There is no 50/50 percentage split or 80/20 rule. The only rule that’s always true is that if you give 100% in eating better, your body will be better equipped through proper nourishment to handle not only the rigors of your fitness training but also the unavoidable and often unrecognized stressors placed on you from everyday life.

2. You don’t need a lot of room or a big box gym to make a change in your lifestyle, you just need creativity

One great thing about working out from home is you don’t have to share the space with anyone as you do at a gym or fitness studio – you don’t have to wait on any machines and there are no special days when a certain area is unavailable due to it being annexed for a new class. If you know what you want goal wise and have a plan to reach it, follow your plan so that you can get that great workout you’re looking for. Be creative and be safe in your workouts; try new exercises and challenge yourself. If you need help or guidance, seek it out.

3. Write Down Your Goals

Make your intention real. Don’t just say I want to lose X number of pounds, be as specific as you want or need to be. Write down how much you want to lose, when you want to lose it by, and how you are going to do it, even if you’re unsure exactly how. You can always find help; try breaking down your goals into parts so that you can see what they’ll look like.

There is an acronym that is often used when setting goals, it’s being S.M.A.R.T.; Specific, Measurable, Attainable, Relevant, and Time-based. Breakdown your goals in that fashion and that will allow you to benchmark your progress making them clearer and enabling you to reach them quicker. You could say that you want to lose 30 lbs. in 12 weeks for the military ball, or summer trip to the beach by doing resistance training minimally three times per week. When your plan is broken down in that fashion your chances of succeeding increase exponentially.

4. Meditate on Your Reasons for Your Habits

Think about the type of person you are, after all, change requires honesty. If you know that after dealing with children, school, or a rough day at work, you’ll likely crawl exhaustively to your couch, grab a beer and some chips or other comfort food; or you’ll watch your favorite movie, grab the phone and vent about things you really do need to get off your chest, tame it with a little discipline; get small bowls or a container that will help you measure portion size, or self-examine what things you’d like to vent about. Most importantly, examine why you’re eating the foods you’re eating.

Think about your need for food, is it out of actual hunger, or is it comfort you’re seeking. There’s nothing wrong with either situation, but if it is comfort think of some alternatives that will help you reach the goals you’ve set for yourself. A person may be unaware that they are thirsty and often recognize it as hunger. Whenever you feel hungry, drink a little water first to see if that helps. Think of constructive ways that you can physically release what you may be feeling, you’ll feel better after and will have gotten closer to your goal.

5. Start a List of Healthy Foods You Enjoy

Consider what things you enjoy eating that are healthy; list them and let that be the starting focus of any eating habits you’re trying to change. To give yourself the best chance of success you’ll need to provide yourself with the best options. Don’t waste time getting a list of all the healthy foods that you have heard will help you lose weight – if you don’t like them you probably won’t eat them. If you try to force yourself to eat foods you don’t enjoy, your chances of success drop; you need to enjoy this for it to last.

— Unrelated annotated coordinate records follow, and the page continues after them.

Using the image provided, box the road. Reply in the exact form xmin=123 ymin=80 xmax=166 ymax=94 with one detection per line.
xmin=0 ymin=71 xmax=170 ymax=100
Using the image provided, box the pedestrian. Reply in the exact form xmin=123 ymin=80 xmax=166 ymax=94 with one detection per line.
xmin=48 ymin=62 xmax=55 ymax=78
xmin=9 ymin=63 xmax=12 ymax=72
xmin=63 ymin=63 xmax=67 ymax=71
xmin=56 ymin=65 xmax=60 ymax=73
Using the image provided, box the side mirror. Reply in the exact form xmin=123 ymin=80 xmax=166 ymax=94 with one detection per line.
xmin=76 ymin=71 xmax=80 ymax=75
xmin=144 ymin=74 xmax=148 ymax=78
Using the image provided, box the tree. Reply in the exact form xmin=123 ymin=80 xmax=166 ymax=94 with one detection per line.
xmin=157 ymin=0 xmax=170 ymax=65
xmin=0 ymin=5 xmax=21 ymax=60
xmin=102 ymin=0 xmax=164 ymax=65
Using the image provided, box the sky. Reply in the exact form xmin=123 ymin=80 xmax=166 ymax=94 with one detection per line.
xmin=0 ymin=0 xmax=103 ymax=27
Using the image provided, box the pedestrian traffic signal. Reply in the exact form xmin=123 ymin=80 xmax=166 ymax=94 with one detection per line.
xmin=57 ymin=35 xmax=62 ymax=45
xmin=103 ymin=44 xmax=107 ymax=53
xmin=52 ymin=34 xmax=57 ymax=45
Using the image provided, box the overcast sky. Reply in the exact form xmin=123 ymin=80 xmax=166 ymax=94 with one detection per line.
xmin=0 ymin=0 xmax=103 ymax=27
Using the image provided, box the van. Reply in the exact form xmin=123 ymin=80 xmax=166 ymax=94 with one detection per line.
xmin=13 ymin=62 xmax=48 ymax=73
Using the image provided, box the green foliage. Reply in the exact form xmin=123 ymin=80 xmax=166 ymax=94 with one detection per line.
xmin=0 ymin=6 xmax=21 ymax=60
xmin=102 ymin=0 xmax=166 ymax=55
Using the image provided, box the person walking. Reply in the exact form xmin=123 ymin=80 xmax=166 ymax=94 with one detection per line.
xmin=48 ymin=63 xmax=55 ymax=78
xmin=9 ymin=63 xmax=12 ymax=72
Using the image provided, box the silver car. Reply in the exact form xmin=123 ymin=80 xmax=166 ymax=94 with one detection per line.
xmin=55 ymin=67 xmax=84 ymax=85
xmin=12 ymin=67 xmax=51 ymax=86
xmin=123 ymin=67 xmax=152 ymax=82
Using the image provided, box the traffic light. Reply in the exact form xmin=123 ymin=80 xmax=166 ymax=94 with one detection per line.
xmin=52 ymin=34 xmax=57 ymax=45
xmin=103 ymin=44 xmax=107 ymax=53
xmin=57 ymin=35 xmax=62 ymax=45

Hopefully, it will be fun, consider some different ways in which you can try cooking the foods you do enjoy. The key is to not think about healthy food you must eat, but rather the food you want to eat which are healthy. Then just keep adding to the list as you learn what foods you enjoy eating and are healthy as well.

6. Drink More Water

We’ve all been told that we need to drink more water and here’s how you do it – if you’re one of those people that loves water and your body is quick to let you know when you don’t have enough, then you are ahead of the game; keep doing what you have been doing. If on the other hand you’re not one of those folks and you know you need more and can keep track of how much you intake, try to have half a cup every half hour or a cup every hour on the hour. You can even try having just a cup or two before or during every meal. This will also help you feel full and help you consume fewer calories. If the lack of taste gets to you, add a little flavor to it from your favorite fruit.

7. Minimize Fruit Juices and Soft Drinks

Juice in and of itself is not bad; the juice that you buy at the store is bad – it’s processed and loaded with sugars and additives. Instead of drinking the juice eat the fruit instead, the natural fibers within fruit serve as a good fibrous counterbalance against the sugars. As a snack fruit will help you feel full and give you a good boost of energy. Avoid soft drinks as well, some soft drinks have been shown to have upwards of 154% recommended daily sugar intake.

8. Add Vegetables to Every Meal

Some people love vegetables – some people hate them, but you should try to have some vegetables with every meal. Start with some of your favorites and think about different ways in which you can prepare or cook them. The fiber in them will help keep you full and will supply you with consistent energy throughout the day; the relatively low sugar content won’t cause a spike in your blood sugar levels. Adding more vegetables to your meals doesn’t have to complex or difficult, you could simply chop up some of your favorite vegetables and add it to whatever it is that you’re already cooking; for instance, I love adding onions, tomatoes and celery with my eggs cooked in any way.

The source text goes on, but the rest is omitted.